If you need money sooner, diversified fixed-income ETFs and mutual funds could provide an alternative income stream.
2. RRIF reductions – a gift from the feds
As part of its COVID-19 emergency response plan, the government decreased the required minimum withdrawals from RRIFs by 25% for 2020. All seniors should take advantage of this, if you don’t strictly need all the RRIF funds to live on, because it keeps more money working on a tax-sheltered basis in your RRIF, at least for 2020.
Normally, required RRIF withdrawals are based on an age-based percentage “RRIF factor” that’s multiplied by the fair market value of your RRIF assets as of Jan. 1 each year.

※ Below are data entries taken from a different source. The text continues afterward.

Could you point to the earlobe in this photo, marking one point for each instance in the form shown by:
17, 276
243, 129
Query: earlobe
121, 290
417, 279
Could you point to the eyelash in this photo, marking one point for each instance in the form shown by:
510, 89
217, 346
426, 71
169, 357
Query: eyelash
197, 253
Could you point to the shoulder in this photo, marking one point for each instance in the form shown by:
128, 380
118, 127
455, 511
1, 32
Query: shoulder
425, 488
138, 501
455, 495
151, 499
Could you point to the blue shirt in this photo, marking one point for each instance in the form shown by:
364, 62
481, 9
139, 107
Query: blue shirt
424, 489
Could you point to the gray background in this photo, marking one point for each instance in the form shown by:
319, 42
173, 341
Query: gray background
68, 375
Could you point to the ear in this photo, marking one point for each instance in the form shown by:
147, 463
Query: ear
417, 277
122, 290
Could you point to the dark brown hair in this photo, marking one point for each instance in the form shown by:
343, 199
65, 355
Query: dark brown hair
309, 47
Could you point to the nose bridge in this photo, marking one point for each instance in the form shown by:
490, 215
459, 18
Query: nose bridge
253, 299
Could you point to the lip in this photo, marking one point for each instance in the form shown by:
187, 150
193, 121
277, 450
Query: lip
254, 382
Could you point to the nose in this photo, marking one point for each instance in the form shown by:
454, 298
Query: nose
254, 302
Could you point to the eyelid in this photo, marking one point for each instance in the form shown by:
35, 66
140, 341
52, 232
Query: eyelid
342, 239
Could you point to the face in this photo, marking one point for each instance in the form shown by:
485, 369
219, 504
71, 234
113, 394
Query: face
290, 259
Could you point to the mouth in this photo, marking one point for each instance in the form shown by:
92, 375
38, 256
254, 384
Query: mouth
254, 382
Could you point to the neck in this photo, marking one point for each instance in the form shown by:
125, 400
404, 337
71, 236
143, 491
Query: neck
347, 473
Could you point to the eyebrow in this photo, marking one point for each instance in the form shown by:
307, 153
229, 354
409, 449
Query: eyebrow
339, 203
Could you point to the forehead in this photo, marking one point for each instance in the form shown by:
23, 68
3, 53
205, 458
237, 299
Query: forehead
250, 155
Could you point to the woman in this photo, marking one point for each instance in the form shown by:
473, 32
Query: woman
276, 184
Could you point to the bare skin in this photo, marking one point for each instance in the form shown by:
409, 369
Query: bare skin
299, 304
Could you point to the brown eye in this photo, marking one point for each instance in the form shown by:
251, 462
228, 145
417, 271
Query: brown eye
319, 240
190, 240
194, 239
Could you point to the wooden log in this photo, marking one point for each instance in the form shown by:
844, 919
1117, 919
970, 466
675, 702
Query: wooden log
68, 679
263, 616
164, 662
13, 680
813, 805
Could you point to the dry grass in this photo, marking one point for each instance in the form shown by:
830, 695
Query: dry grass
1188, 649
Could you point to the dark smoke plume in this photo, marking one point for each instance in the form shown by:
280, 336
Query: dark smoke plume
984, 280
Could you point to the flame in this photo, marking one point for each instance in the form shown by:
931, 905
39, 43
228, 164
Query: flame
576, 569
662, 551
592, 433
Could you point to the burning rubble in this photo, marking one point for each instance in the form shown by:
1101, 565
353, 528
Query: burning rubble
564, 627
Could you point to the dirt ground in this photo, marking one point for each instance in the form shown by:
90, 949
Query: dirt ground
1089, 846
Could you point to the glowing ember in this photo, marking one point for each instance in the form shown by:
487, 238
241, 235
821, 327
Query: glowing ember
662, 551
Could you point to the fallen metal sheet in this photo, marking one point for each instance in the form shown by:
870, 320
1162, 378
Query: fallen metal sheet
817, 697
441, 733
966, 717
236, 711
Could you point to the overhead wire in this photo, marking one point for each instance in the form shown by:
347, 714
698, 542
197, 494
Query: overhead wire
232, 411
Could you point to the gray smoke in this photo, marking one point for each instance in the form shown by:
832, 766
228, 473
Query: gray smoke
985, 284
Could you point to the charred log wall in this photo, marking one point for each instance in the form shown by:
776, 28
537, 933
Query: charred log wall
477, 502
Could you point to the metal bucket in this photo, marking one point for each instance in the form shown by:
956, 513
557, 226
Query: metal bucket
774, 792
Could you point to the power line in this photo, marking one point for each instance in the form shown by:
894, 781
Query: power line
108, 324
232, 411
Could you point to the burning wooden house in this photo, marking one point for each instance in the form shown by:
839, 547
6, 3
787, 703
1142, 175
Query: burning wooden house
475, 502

For example, normally, if you were age 71 at the beginning of this year, and you had $500,000 in your RRIF, you would have to withdraw 5.28% (the factor for your age) x $5000,000 = $26,400. The factor rises annually until age 95, when it is capped at 20%.
Under the federal government’s COVID-19 Emergency Response Plan, for the year 2020, that factor is reduced by 25%, to 3.96% at age 71, rising to 15% at age 94. So for 2020, the 71-year-old retiree would have to withdraw 3.96% x $500,000=$19,800 from their RRIF, a difference of $6,600, which can be left in the RRIF to grow on a tax-deferred basis.
For RRIF withdrawals of those younger than age 71, the factor is calculated as 1 divided by (90 minus your age on Jan. 1, 2020), and reduced by 25%. So for example, a 67-year-old would have a reduced RRIF factor of 3.26% for 2020. And with a RRIF valued at $500,000 on Jan. 1, their minimum withdrawal would be $16,300.
And here’s a handy tip to reduce those minimum withdrawal amounts even more: Use spouse’s age to calculate RRIF withdrawals. Yes, the rules let you base your minimum RRIF withdrawal calculation on your spouse’s age. If your spouse is younger than you, that could be a benefit because your spouse’s minimum withdrawal amount would less than yours, which not only keeps more in the tax-sheltered account but brings less into your taxable income for the year.